European Court of
Justice holds that a Parent Company can be liable for antitrust violations of a
joint venture company
In
the following case, the European Court of Justice (ECJ) upholds parent company
liability for Dow and DuPont in matters of the Chloroprene Rubber Cartel (Case No. 38629). On September 26,
2013, the ECJ dismissed appeals by The Dow Chemical Company and E.I. du Pont de
Nemours and Company of the European Commission decision in the Chloroprene
Rubber Cartel case.
A
summary of the Judgment follows.
In
its appeal, EI du Pont de Nemours and Company (‘EI DuPont’) asks the Court, [1]

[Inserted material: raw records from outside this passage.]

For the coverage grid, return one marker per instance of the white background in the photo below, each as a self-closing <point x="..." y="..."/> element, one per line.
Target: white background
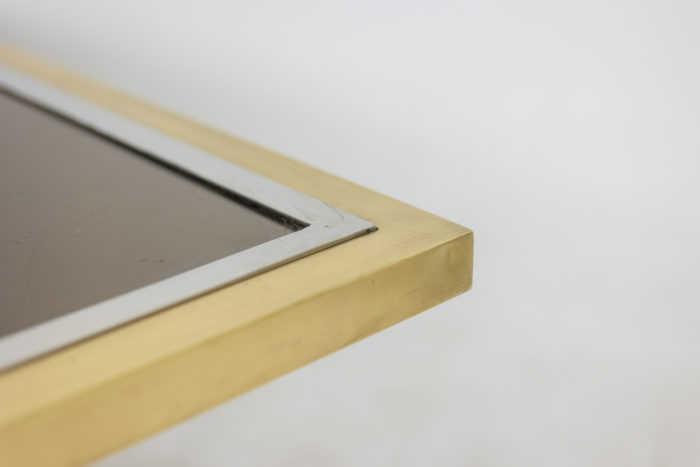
<point x="564" y="133"/>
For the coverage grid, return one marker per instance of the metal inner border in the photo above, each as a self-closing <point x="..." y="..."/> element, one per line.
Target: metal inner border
<point x="327" y="225"/>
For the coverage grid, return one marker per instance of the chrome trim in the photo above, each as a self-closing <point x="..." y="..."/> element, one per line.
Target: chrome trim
<point x="327" y="226"/>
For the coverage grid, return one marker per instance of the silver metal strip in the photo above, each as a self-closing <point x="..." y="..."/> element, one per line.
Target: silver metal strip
<point x="328" y="226"/>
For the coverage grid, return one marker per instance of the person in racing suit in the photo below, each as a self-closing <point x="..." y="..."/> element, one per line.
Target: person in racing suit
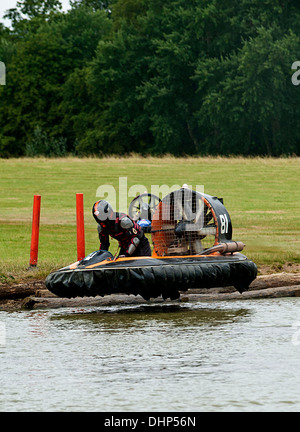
<point x="120" y="226"/>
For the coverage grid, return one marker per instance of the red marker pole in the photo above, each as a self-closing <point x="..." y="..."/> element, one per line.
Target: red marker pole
<point x="80" y="227"/>
<point x="35" y="230"/>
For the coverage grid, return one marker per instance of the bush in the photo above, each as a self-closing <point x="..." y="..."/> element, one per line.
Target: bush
<point x="43" y="145"/>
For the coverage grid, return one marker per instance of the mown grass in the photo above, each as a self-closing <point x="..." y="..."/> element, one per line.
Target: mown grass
<point x="262" y="196"/>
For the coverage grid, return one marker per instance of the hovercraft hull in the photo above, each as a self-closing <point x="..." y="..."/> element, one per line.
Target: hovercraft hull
<point x="99" y="275"/>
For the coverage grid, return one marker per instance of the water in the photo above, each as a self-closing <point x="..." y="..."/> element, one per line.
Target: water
<point x="184" y="357"/>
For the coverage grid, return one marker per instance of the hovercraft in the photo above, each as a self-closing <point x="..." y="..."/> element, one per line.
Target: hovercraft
<point x="192" y="241"/>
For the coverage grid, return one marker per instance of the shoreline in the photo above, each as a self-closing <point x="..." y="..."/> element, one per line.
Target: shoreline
<point x="30" y="295"/>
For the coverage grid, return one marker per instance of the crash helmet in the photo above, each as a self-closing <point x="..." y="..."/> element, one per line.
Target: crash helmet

to set aside the judgment of the General Court of the European Union of 2
February 2012 in Case T-76/08 … and, secondly, [2] to annul the fine imposed on
it by that decision.
[…]
3. “EI DuPont is the ultimate parent company of the DuPont group and has its
headquarters in the United States. DuPont Performance Elastomers LLC (‘DPE
LLC’) is a wholly-owned subsidiary of EI DuPont, and DuPont Performance
Elastomers SA (‘DPE SA’’) is a wholly-owned subsidiary of DPE LLC. EI DuPont
was the first undertaking to develop chloroprene rubber (‘CR’).”
“It
remained active on the CR market until 1 April 1996, when it transferred all
its activities in the elastomers sector to DuPont Dow Elastomers LLC (‘DDE’), a
joint venture held in equal shares by EI DuPont and The Dow Chemical Company
(‘Dow’). On 1 July 2005 EI DuPont acquired the 50% share held by Dow in DDE.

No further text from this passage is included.